Fulford’s son-in-law Stephen Marche says the prolific writer died Tuesday afternoon in Toronto surrounded by family. He was 92.
Marche says Fulford suffered several health setbacks in his later years, including a stroke in his late 70s and vascular dementia in the past five years.
The essayist and former “Saturday Night” editor leaves behind a staggering body of work spanning 72 years that included magazine and newspaper columns, arts reviews and books.
He cycled through virtually every major Toronto media outlet including Maclean’s, the Toronto Star, CBC Radio, and National Post, and spent nearly 20 years as editor of “Saturday Night,” which Marche described as a watershed for Canadian magazines under Fulford’s watch.
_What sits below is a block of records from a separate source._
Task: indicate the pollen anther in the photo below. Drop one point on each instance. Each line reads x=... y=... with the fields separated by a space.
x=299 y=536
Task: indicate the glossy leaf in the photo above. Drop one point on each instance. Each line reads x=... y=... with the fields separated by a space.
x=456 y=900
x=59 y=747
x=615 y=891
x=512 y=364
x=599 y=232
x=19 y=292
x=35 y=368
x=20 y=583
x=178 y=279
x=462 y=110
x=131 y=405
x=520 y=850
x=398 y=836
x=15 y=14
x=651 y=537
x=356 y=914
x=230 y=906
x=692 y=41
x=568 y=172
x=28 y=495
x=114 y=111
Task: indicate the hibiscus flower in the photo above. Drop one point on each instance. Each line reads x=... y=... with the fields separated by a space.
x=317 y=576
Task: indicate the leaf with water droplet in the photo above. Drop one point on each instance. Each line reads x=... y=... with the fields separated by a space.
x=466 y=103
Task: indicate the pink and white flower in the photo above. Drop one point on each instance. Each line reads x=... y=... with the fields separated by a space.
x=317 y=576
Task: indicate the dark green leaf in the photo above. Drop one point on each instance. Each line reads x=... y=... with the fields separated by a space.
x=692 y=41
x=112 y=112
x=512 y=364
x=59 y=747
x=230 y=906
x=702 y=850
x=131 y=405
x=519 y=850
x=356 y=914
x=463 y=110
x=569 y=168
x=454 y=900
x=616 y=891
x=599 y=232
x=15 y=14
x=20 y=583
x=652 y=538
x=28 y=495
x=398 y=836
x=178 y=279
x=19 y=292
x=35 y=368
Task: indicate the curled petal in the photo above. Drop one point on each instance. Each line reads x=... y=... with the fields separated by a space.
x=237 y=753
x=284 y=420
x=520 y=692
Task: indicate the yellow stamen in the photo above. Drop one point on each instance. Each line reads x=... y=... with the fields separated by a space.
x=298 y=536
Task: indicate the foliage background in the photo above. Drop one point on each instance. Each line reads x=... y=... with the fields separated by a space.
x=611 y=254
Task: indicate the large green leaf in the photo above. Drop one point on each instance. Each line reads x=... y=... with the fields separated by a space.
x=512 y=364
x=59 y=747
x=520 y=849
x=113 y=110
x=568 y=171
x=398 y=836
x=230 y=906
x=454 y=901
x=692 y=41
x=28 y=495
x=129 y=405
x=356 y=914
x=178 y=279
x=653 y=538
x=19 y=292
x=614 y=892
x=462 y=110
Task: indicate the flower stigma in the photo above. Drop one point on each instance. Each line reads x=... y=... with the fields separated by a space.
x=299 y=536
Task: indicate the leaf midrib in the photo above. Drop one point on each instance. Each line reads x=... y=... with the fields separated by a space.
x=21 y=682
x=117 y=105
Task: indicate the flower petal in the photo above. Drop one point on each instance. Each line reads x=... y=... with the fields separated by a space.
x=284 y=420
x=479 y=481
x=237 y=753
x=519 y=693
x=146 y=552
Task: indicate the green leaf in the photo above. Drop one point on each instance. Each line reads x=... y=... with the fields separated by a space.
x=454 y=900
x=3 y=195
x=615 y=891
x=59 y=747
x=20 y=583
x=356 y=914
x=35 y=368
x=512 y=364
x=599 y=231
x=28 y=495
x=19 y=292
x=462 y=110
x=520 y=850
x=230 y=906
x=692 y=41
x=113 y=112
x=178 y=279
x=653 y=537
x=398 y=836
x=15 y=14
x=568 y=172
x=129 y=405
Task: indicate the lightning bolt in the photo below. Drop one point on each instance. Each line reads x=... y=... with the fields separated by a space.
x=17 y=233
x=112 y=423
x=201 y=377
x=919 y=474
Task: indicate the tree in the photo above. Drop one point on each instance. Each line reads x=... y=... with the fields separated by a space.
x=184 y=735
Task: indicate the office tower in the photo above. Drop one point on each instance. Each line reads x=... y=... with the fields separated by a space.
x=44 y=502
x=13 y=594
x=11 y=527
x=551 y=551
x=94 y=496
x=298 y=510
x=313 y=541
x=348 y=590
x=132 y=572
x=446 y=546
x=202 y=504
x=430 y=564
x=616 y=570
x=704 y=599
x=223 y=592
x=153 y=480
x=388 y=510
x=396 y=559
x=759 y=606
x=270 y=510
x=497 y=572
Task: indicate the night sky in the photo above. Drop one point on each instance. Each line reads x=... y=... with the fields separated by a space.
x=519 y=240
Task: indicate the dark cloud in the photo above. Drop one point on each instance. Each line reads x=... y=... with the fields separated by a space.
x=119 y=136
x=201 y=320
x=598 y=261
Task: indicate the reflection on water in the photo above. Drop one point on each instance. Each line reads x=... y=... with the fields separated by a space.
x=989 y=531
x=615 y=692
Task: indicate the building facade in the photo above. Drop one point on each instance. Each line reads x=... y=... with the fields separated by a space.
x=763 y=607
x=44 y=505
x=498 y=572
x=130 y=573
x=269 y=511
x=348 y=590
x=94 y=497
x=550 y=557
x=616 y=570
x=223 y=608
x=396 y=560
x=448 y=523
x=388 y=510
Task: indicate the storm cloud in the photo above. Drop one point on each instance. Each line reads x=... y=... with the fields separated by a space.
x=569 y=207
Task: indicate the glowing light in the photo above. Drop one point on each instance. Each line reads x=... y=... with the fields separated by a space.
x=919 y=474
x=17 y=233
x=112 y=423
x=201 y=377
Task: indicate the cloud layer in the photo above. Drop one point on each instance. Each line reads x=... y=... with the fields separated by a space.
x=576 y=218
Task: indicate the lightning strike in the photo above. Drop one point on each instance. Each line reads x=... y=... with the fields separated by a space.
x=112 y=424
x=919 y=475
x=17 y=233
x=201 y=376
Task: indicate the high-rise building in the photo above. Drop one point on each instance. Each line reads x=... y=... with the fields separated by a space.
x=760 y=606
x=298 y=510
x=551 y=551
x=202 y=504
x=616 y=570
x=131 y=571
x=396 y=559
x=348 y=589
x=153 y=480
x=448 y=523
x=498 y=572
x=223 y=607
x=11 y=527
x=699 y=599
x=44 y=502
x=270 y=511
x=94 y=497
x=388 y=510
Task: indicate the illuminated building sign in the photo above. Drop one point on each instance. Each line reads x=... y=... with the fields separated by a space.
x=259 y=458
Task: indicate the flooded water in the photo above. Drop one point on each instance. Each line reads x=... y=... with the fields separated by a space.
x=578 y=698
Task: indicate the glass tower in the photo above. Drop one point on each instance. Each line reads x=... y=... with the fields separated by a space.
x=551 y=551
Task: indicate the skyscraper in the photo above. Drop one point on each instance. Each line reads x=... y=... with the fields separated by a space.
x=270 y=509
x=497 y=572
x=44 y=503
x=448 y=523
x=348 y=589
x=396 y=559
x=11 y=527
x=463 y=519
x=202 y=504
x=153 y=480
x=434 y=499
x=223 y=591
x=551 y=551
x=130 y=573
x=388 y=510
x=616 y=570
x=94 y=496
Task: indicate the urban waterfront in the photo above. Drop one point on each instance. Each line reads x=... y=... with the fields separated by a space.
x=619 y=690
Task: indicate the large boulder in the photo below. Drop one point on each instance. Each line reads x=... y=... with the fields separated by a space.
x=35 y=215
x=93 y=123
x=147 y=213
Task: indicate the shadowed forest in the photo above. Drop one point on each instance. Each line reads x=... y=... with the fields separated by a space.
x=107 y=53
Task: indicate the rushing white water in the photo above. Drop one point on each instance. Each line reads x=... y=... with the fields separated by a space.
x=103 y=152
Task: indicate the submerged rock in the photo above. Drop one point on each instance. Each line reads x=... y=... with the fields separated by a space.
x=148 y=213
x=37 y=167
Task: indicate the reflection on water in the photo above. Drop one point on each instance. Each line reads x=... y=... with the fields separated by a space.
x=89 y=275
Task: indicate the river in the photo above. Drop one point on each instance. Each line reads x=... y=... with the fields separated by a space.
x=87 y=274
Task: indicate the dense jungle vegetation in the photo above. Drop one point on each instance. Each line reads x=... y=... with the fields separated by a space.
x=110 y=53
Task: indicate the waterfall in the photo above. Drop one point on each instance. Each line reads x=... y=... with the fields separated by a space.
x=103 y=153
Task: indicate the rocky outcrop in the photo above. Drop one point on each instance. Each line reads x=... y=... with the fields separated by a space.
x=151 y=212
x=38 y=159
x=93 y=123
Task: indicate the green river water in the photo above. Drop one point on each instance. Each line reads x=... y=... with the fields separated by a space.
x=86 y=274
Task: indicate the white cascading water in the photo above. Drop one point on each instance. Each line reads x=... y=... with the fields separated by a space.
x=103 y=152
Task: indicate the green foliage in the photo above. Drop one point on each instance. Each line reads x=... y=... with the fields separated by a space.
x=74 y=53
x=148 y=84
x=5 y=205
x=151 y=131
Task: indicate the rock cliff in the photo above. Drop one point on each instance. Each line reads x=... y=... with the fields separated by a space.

Former colleague and friend John Fraser says Fulford’s family protected his privacy as his health declined so that he would be remembered for his sharp mind and voracious intellectual appetite.
“He had a big public persona and that’s the persona they wanted most people to remember,” said Fraser, executive chair of the National NewsMedia Council and former “Saturday Night” editor.
A biography on Fulford’s website lists a broad array of passions including jazz, the visual arts, architecture, city planning, museums, archeology, literature, theatre, film and politics.
He was born in Ottawa on Feb. 13, 1932 to Frances Fulford and A.E. Fulford, a journalist with The Canadian Press.
He grew up in Toronto where his neighbour and best friend was celebrated pianist Glenn Gould. Fulford began his career writing about high school sports at age 16 and producing a weekly teen radio show. He joined the Globe and Mail as a reporter at 18.
Fulford’s books include the Expo ’67 coffee table book “This Was Expo” and a 1968 collection of his columns, “Crisis at the Victory Burlesk: Culture, Politics and Other Diversions,” the 1974 collection “Marshall Delaney at the Movies: The Contemporary World as Seen on Film” and 1995’s “Accidental City: The Transformation of Toronto.”
Celebrated writer and editor Gary Ross, who edited Fulford for years at “Saturday Night,” said Fulford never went to university but had a remarkable mind driven by insatiable curiosity “and interest in more things than you can imagine.”
“It was an education to be around him,” Ross said Wednesday.
“He knew so much it was remarkable. He formed opinions that were the result of critical thinking, not just passion or bias or whatever, and he articulated them with such grace and ease. It was astonishing.”
Fraser says that like a lot of news people, he and Fulford “were very big gossips,” and Fulford, in particular, was a stimulating conversationalist who could talk about anything.
“We’d like to know everything about everything. But what I admired about him so much was that he was an unpretentious intellectual. In other words, he could write for the general public on quite serious things and bring ordinary readers along,” he said.
“He was able to take something that was right in front of people’s faces and turn it upside down and make them ponder what it was that they were missing and what they should know more about. And to me, that made him a great journalist, one who really made people think and to dig deeper into stories.”
Fulford leaves behind widow and fellow journalist Geraldine Sherman, and children, James, Margaret (and her husband Jeffrey Rosenthal), Rachel (and her husband Nicholas Power), Sarah (and her husband Stephen Marche); and grandson Elijah Robert Marche and granddaughter Aviva Janet Marche.